Con todo y las crisis económicas hemos tenido periodos de fortuna (uno extenso y ubérrimo, el que tuvo que ver con la riqueza petrolera) pero sólo han beneficiado a unos cuantos. Los sucesivos gobiernos no se aplicaron para aprovechar el momento económico para ser eficientes y eficaces; dilapidaron el erario, hicieron, hacen, nomás según las manías del caudillo y según la cantidad de dinero que encuentren en el cajón, siempre de la mano del personaje pivote.
El politólogo Alberto Vergara, peruano, en su libro Repúblicas defraudadas (2023), cuenta: “en el siglo XXI los latinoamericanos tenemos con qué estar decepcionados: el neoliberalismo hizo poco contra la desigualdad, la izquierda hizo poco por la prosperidad, mientras la incertidumbre y la convivencia social se han precarizado bajo el estruendo de la violencia y la corrupción, sin que derecha ni izquierda puedan reclamar con justicia haberlo hecho significativamente mejor una que otra. Y todo este desperdicio -habrá que repetirlo- ocurrió en un contexto de bonanza económica para gran parte de la región, que no volverá pronto.”
Desperdicio. Tal cual. De dinero, de recursos naturales, de capital social y político. Desperdicio. Y por lo que toca a México: destrucción de la institucionalidad que en medio del desperdicio sí pudimos construir; devastación de la república en medio de una bonanza empleada para el reparto de dinero en efectivo, para cimentar clientelas, no ciudadanos, y proyectos para satisfacción personal del mandatario. Así los jinetes del apocalipsis nacional galopan a placer en el hipódromo que regentea la corrupción: desigualdad, injusticia, pobreza, autoritarismo, imperio del crimen, impunidad, indolencia ante los temas medioambientales. “Nos hemos quedado sin mapas”, afirma Vergara en la obra citada, y continúa: “Pero lo importante es poner de relieve y detectar que compartimos [los latinoamericanos] la sensación de injusticia y que podemos partir de ahí para revertirla.”
No está mal, podemos pensar, pero, en nuestro país, ¿compartimos la sensación de injusticia? No.

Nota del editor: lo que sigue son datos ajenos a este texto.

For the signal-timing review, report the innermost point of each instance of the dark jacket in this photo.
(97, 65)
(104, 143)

De ahí que a unos asombre que el presidente y su partido gocen de un aprecio tan alto, y que a otros les sorprenda que los opositores de López Obrador no vean las bondades de su régimen. Unos ven la pérdida de control de grandes territorios a favor de grupos criminales, otros minimizan la alarma; unos observan la inmutabilidad de la estructura económica, social y política que explica la pobreza y la desigualdad, otros juran que al fin la Revolución les hace justicia. Unos juzgan, en palabras del autor referido, “Que los hábitos entre clientela y caudillo son difíciles de eliminar”, otros se sienten habitantes de una república democrática plena. En fin, unos afirman que la circunstancia actual es grave, los otros ríen… ojalá que para encontrar una noción compartida de república, de democracia, de libertad, de igualdad y justicia, no tengamos que esperar a que nos aborde una crisis económica mayúscula, porque la política, y de su mano la social, se intensifica.